Several times recently, I've had conversations with others about environmental objections to windfarms, and specifically about their impacts on birds. I've expressed surprise that anyone could believe that large, slow-moving wind turbines could be a threat to birds. It turns out, there is research that supports the negative impacts of wind turbines on birds (see here or here), but that research doesn't actually demonstrate that wind turbines cause a decrease in bird populations. The problem, of course, is that it isn't feasible to run a randomised controlled trial with wind turbines due to cost - placing wind turbines at random across some areas and not others, and comparing the effect on bird populations in both areas. The cost of such an experiment would be enormous.
Fortunately, there are statistical methods that we can use to try and estimate the causal effects. And that is what this new article by Meng et al., published in the Journal of Development Economics (ungated earlier version here) attempts to do. Specifically, they look at the effect of onshore windfarms on bird biodiversity at the county level in China. They have two measures of biodiversity:
Bird abundance is the average number of birds of a given species per checklist observed at a county-month-year-species level. Species richness is the total number of unique species observed in a given county at the month-year level, which better reflects the diversity of the bird populations.
To establish causality, they use a difference-in-differences (two-way fixed effects) model, which essentially compares the difference in bird biodiversity before and after a windfarm is installed, between counties with and without windfarms. However, Meng et al. go a step further, using an instrumental variables approach, instrumenting for the location of windfarms by the interaction between national-level growth in windfarms interacted with county-level average windspeed at 100 metres. That instrumental variables approach should mitigate issues arising from the correlation of wind turbine location and bird biodiversity.
The novelty of this paper is not just in the methods, but in the data that Meng et al. employ. To measure bird biodiversity, they make use of data:
...from the China Birdwatching Report (CBR, similar to the eBird Reference Dataset), a citizen science dataset consisting of reports from users, including information on individual bird trips and associated characteristics, such as the specific date and time, location of a specific trip, as well as species and quality of birds encountered...
Their dataset covers the period from 2015 to 2022, and includes data collated from over 33,000 checklists. They also control for a variety of other variables:
...including average bird observed duration, average temperature, average visibility, average wind speed, total precipitation, average ozone, percentage of natural park areas in the county, average population density, and average night light value.
Using this data and the two-way fixed effects approach, Meng et al. find that:
A one standard-deviation increases in wind turbines (approximately 84 turbines)... in a given county leads to a 9.75% decrease in bird abundance per checklist from the mean value of 5.38...
...while a one standard-deviation increases in wind turbines (approximately 84 turbines) in a given county decreases the number of unique bird species by 17.67% from the mean value of 66...
Meng et al. also find evidence that the impacts are greater on migratory birds than on resident birds (important given that China is a major migration pathway for migratory birds), and that the effects are larger in forested and urban/farmland than for grassland. There is also evidence that the impact is greatest for the largest bird species.

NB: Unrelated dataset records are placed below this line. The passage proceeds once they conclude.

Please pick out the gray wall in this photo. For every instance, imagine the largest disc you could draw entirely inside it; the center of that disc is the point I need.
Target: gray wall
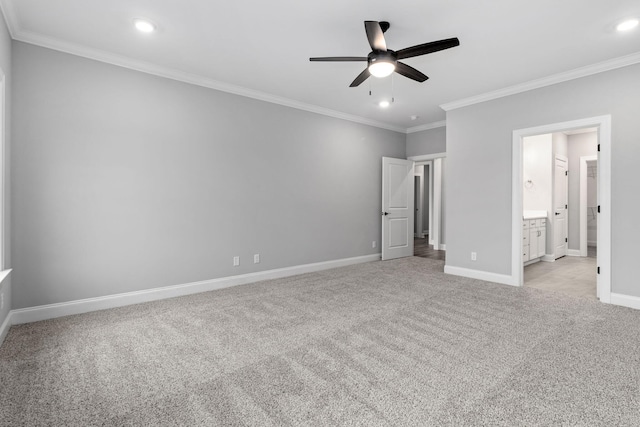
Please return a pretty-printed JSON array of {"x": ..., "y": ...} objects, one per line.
[
  {"x": 430, "y": 141},
  {"x": 125, "y": 181},
  {"x": 479, "y": 147},
  {"x": 5, "y": 64},
  {"x": 583, "y": 144}
]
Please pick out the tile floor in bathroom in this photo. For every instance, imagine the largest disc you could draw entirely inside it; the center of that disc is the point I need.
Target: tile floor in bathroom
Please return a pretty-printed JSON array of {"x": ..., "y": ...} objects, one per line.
[{"x": 570, "y": 275}]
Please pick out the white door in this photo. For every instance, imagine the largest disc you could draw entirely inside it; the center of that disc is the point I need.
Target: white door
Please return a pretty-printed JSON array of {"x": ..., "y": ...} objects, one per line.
[
  {"x": 560, "y": 206},
  {"x": 397, "y": 208}
]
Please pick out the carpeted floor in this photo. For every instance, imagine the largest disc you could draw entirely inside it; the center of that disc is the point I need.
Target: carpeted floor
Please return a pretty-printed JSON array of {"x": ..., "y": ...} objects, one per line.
[{"x": 389, "y": 343}]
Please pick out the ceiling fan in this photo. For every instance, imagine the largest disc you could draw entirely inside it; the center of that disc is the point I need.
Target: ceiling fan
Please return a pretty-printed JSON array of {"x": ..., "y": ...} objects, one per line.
[{"x": 382, "y": 61}]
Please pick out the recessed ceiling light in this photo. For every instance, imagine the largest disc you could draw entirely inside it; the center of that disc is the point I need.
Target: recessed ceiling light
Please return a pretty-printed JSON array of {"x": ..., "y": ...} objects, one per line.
[
  {"x": 627, "y": 25},
  {"x": 144, "y": 26}
]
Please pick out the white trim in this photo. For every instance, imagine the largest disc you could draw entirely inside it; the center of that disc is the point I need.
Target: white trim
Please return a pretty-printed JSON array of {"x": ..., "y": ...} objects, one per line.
[
  {"x": 480, "y": 275},
  {"x": 181, "y": 76},
  {"x": 625, "y": 300},
  {"x": 428, "y": 126},
  {"x": 419, "y": 203},
  {"x": 577, "y": 73},
  {"x": 436, "y": 223},
  {"x": 3, "y": 171},
  {"x": 427, "y": 157},
  {"x": 583, "y": 202},
  {"x": 9, "y": 16},
  {"x": 50, "y": 311},
  {"x": 4, "y": 328},
  {"x": 604, "y": 194},
  {"x": 4, "y": 274},
  {"x": 552, "y": 223}
]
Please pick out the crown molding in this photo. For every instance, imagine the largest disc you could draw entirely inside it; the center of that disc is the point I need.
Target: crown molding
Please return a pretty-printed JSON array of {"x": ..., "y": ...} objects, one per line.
[
  {"x": 577, "y": 73},
  {"x": 6, "y": 6},
  {"x": 169, "y": 73},
  {"x": 428, "y": 126}
]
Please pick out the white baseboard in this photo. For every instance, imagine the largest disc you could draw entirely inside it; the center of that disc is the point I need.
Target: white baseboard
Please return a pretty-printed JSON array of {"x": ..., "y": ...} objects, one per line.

Finally, Meng et al. show that there are effects of windfarms on neighbouring counties (as well as the counties in which the windfarms are located), and that those effects are somewhat smaller in size. That made me wonder why those analyses were not the primary results in the paper, since it seems obvious that birds may move across county borders.
So, it does appear that windfarms might cause a decrease in bird biodiversity. Meng et al. even address a bunch of concerns that jumped out at me as I was reading the paper, especially that birdwatchers, anticipating that there would be fewer birds near windfarms, do less birdwatching in those locations. On that point, Meng et al. note that:
We do not find a significant impact of wind turbine installations on birdwatcher behaviors regarding the submitted number of checklists...
And they further support that with detailed mobile phone GPS data, showing that there were not fewer trips made to the areas of windfarms, relative to areas further away. However, a couple of concerns do remain, but they are rather technical. First, I wondered why Meng et al. used the interacted variable (national growth in windfarms interacted with windspeed), rather than just windspeed alone. They describe this as a "Bartik-like variable", but we should be cautious about whether Bartik instruments are appropriate (see here). Also, two-way fixed effects models have also come in for criticism recently (see here and here). I'm not going to drag you into the technical details (read the links if you're interested). But suffice to say, this will not be the last word on whether windfarms negatively impact bird biodiversity. However, the best quality study we have so far seems to suggest they do.